Teachers, doctors, technicians and journalists are just some of the workers who will be paid in e-CNY, the country’s active CBDC.
The eastern Chinese city of Changshu will start paying public sector employees in the country’s central bank digital currency (CBDC) from next month, according to the South China Morning Post.
Chinese digital currency stocks surged yesterday following the news, with shares in Global Infotech Co soaring by 13% by midday.
What is a CBDC and why are they becoming popular now?
A CBDC, or central bank digital currency, is a digital form of fiat currency that’s issued and regulated by the central bank of a country. It is a digital representation of a nation’s currency, and they are designed to operate on a blockchain or a similar distributed ledger technology.
China’s new digital currency, known as e-CNY, is a representation of the yuan.
CBDCs are similar to cryptocurrencies. The key difference is that they are centralised and regulated by a bank, while cryptocurrencies are decentralised and mostly unregulated.
Unlike fiat currency, CBDCs are easy to store and distribute, and transactions are fast and efficient. They can also help promote financial inclusion for unbanked marginalised populations, since digital wallets are extremely easy to access and navigate with a smartphone.
CBDCs also give centralised banks greater visibility over the money supply, in theory giving regulators an opportunity to improve monetary policy. However, many have expressed concern that hyper-visibility might easily translate into surveillance and loss of privacy.
When discussing the possibility of a US-based CBDC, Robert Kiyosaki, author of Rich Dad, Poor Dad, said: “The big concern with FedCoin, the CBDC, is that we lose our privacy. That they’ll track us, they’ll track every move because they’ll know everything we’re spending money on, what we spend it on, who we give it to and all these, so it becomes George Orwell’s 1984. Big Brother will watch you via our money and that’s the problem with the central bank digital currency, or the Fed Coin.”
In a speech last Tuesday, Federal Reserve Governor Michelle Bowman addressed the matter of privacy, stating that a potential US CBDC must take privacy into consideration.
She went as far as stating that a US CBDC has the potential to impose an impediment on “the freedom Americans enjoy in choosing how money and resources are used and invested.”

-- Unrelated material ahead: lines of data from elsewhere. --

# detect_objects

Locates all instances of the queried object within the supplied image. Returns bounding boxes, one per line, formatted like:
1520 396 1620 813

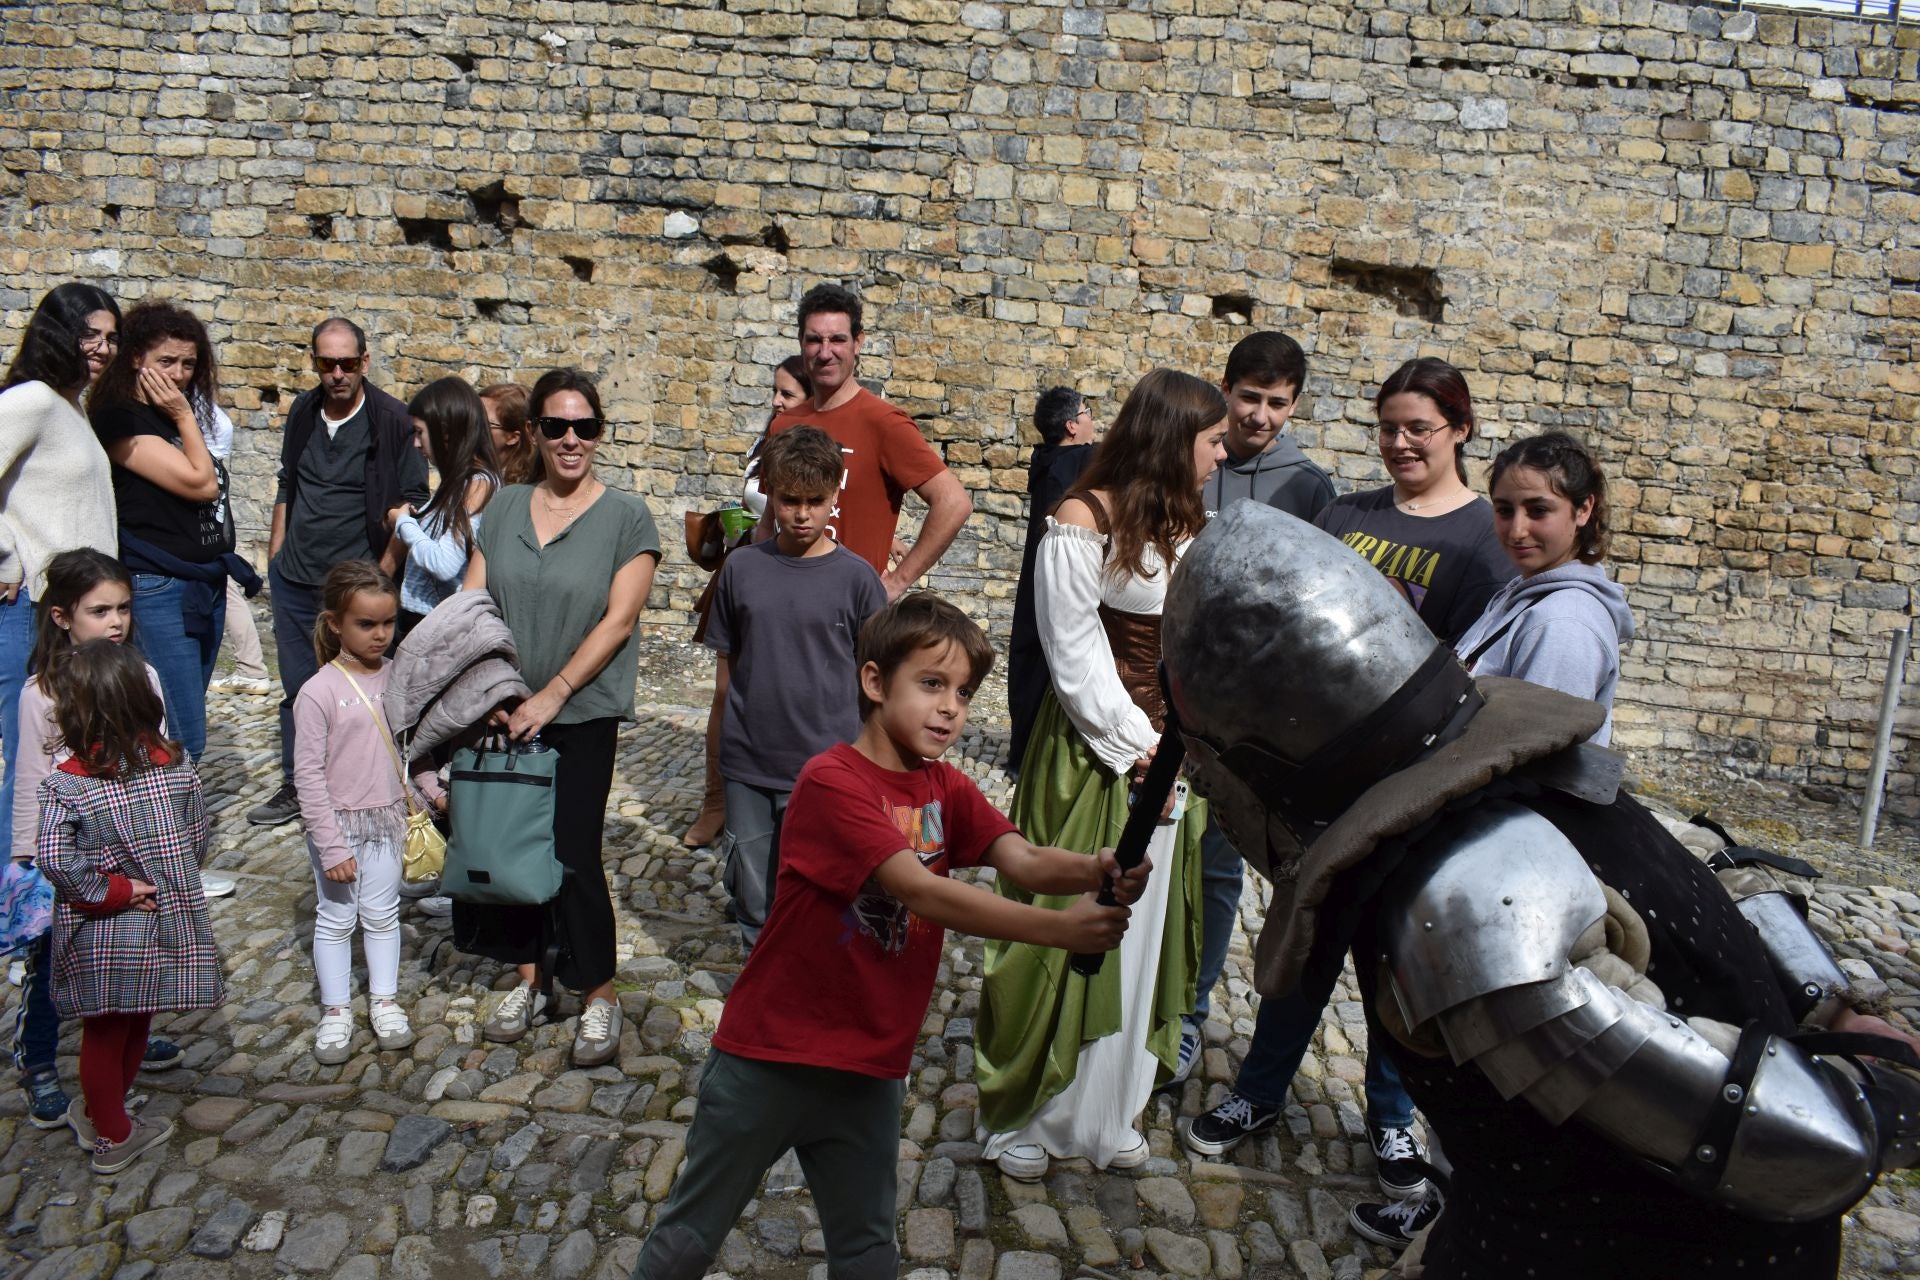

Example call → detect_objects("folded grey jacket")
388 589 532 756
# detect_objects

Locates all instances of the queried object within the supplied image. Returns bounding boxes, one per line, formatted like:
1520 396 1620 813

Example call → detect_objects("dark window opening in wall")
446 52 476 75
1211 292 1256 324
762 222 790 254
1331 259 1445 322
308 214 333 241
398 217 454 251
703 253 741 293
562 255 595 282
101 204 121 222
476 298 531 323
470 181 519 235
261 386 280 406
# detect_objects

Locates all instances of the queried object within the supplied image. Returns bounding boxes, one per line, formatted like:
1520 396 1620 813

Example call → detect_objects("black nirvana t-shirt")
1312 485 1513 644
92 401 233 563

Governor Bowman added: “We must ensure that consumer data privacy protections embedded in today’s payment systems continue and are extended into future systems. So, a central consideration must be how a potential US CBDC could incorporate privacy considerations into its design, and what technology and policy options could support a robust privacy framework.”
China is one of the first developed countries to experiment with a fully-fledged CBDC, but it certainly won’t be the last.
As of March 2023, there were 11 countries and territories with CBDCs (Bahamas, Antigua and Barbuda, St. Kitts and Nevis, Monserrat, Dominica, Saint Lucia, St. Vincent and the Grenadines, Grenada, and Nigeria), and 32 countries have CBDCs in development.